Over the past several months, many regions have seen a moderation in construction materials pricing. This has been a welcome relief after the extreme price increases seen for select commodities starting in 2004 and extending through much of 2006.
Unfortunately, it appears this relief will be short lived. At the Associated General Contractors of America (AGC) annual convention, Kenneth Simonson, chief economist, forecast a 6% to 8% rise in materials costs by the end of 2007. He cited greater volatility in petroleum, concrete and metal products as a primary factor.
Prices for these commodities are already starting to jump. As of February, the Bureau of Labor Statistics producer price index was already indicating a 7% increase in diesel fuel costs and a 14% increase in the cost of liquid asphalt.
Steel has seen significant price spikes. In mid-March, one major steel supplier announced a $50/ton net transaction price increase on all structural steel, bringing its total increase to $100/ton (+15%) since January 1 (AGC Data Digest, March 12-16, 2007). This is on top of an earlier announcement of a $55/ton increase by mills producing reinforcing steel.
"These steel increases are roughly as extreme as in early 2004, the year that kicked off a three-year binge of materials cost escalation," Simonson states. "This year, as in 2004, price hikes for other materials, such as diesel fuel and asphalt, are going to hit construction especially hard."
The potential for instability in oil-producing regions continues to wreak havoc on diesel fuel and asphalt product costs. As of mid-March, diesel prices had increased for the sixth straight week, recording a six-month high of $2.68/gal. This represents a $.27 (11%) increase since January.

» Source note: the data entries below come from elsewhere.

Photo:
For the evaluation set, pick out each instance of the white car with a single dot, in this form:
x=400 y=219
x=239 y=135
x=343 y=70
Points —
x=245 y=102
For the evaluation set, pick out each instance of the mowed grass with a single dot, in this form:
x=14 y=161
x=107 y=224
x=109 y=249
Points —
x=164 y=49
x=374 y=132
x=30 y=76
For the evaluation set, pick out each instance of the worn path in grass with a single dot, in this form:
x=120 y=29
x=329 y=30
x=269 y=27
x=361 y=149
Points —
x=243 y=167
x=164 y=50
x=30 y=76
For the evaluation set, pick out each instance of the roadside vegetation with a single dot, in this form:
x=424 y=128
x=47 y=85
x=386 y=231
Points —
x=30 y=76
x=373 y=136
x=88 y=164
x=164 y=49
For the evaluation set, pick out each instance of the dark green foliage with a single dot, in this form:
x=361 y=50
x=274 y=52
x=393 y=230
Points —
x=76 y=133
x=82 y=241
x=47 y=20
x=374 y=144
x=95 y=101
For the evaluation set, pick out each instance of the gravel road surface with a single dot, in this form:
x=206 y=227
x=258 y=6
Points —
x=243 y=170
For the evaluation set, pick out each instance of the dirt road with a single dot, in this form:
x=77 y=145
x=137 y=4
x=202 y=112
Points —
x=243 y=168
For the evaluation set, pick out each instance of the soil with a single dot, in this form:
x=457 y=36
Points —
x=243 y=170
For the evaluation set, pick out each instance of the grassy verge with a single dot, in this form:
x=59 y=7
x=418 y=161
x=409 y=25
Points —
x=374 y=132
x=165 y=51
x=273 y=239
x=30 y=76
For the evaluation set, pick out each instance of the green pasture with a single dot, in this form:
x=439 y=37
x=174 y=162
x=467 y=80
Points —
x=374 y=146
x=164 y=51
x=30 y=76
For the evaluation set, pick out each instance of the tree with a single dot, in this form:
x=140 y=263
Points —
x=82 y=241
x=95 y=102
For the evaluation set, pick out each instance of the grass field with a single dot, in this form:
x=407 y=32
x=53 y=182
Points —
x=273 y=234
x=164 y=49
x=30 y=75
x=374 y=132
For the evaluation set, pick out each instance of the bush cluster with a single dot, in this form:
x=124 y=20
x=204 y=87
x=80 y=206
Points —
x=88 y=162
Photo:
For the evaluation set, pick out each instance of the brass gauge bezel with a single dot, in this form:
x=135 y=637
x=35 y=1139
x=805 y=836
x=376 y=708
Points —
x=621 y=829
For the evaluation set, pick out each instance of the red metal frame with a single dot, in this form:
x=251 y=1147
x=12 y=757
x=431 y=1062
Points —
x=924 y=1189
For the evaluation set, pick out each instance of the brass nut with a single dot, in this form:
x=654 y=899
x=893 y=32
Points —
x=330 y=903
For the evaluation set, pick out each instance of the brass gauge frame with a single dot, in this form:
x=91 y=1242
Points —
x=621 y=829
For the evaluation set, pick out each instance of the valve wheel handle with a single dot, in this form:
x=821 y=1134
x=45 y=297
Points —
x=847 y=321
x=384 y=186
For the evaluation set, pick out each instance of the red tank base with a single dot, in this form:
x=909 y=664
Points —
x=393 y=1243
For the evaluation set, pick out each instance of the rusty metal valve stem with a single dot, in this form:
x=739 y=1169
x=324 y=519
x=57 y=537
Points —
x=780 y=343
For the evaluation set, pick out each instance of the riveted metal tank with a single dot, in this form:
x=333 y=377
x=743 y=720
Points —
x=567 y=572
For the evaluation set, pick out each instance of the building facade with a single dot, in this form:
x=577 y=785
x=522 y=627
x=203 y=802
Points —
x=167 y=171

In addition to the affect on equipment operating costs, the higher price of diesel has had a negative impact on materials prices. "Contractors report that fuel surcharges are more common than in the past," notes Simonson. "Because when transportation networks are stretched tight, fuel cost increases are likely to be passed along to customers."
The rising cost of petroleum products will further boost asphalt prices, as well. The cost of asphalt has more than doubled over the past year. And while currently averaging around $350 to $400/ton, political factors could propel prices well beyond the $400 mark.
On a positive note, it appears cement pricing may prove more stable in 2007. Based on the most recent forecast from the Portland Cement Association, cement consumption is projected to decline 1.5% over 2006 levels. This can be attributed to the continuing downward spiral in residential construction activity. While prices may start to creep up again by mid-year, higher available cement volumes should help to moderate prices compared to 2006.
Overall, it appears materials and fuel costs will continue to erode already tight margins on many construction projects. Weathering the storm of price increases will ultimately depend on how well you budget your total project costs, and how you control those costs throughout the construction process.